Earth Hour: World Conservation Federation initiative highlights climate issues

As the fifteenth annual Earth Hour keeps energy use top of mind, a new report suggests Manitoba’s green future can be achieved with hard work.

An initiative of the World Wildlife Federation, Earth Hour performs Saturdays at 8:30 a.m. local time around the world.

People are asked to turn off their lights and discuss climate change for an hour.

“Well, after I get home tonight, we’ll probably light a candle and read a book or do something like that. I just have to make sure to turn off the lights,” said Matthew Guidry, the one of many Winnipeggers participating. in Earth Hour.

In Winnipeg, buildings such as City Hall and the Manitoba Legislative Building participate.
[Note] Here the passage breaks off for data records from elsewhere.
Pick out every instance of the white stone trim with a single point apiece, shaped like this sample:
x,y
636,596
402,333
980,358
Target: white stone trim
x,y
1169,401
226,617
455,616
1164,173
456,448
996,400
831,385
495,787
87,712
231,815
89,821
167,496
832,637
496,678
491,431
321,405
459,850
“We all have a role to play in raising awareness and protecting our environment in order to build a better future for our planet and for generations to come,” said Minister of Environment, Climate and Parks, Jeff Wharton, in a press release.

According to a recent study by Climate Change Connection, there is still a long way to go.

“We need to improve the efficiency of almost every building in this province by 65%, and we need to connect all of our buildings to geothermal energy and connect a whole bunch of solar panels,” said Curt Hull, the report’s author.

According to Hull, about 70% of the province’s electricity for heating and transportation currently comes from fossil fuels.

The good news, however, is that Hull thinks it’s possible for the province to go completely green by diversifying the power grid.

“We think we need a state-owned company to undertake a massive undertaking of building ‘deep energy retrofits’, and that will include geothermal in a district heating scenario,” he said.

The study suggests that to become net neutral within decades, systemic change must start happening now.

“Realize this is an emergency and it will take a massive effort from government, from business, from everyone in terms of the changes needed,” Hull said.

Change what events like Earth Hour help bring.

“There’s a lot going on right now. The world is kinda on fire. I feel like it’s better if you just take some time to reflect and think about how we can make a little difference,” Guidry said. “I think energy conservation is a good idea.”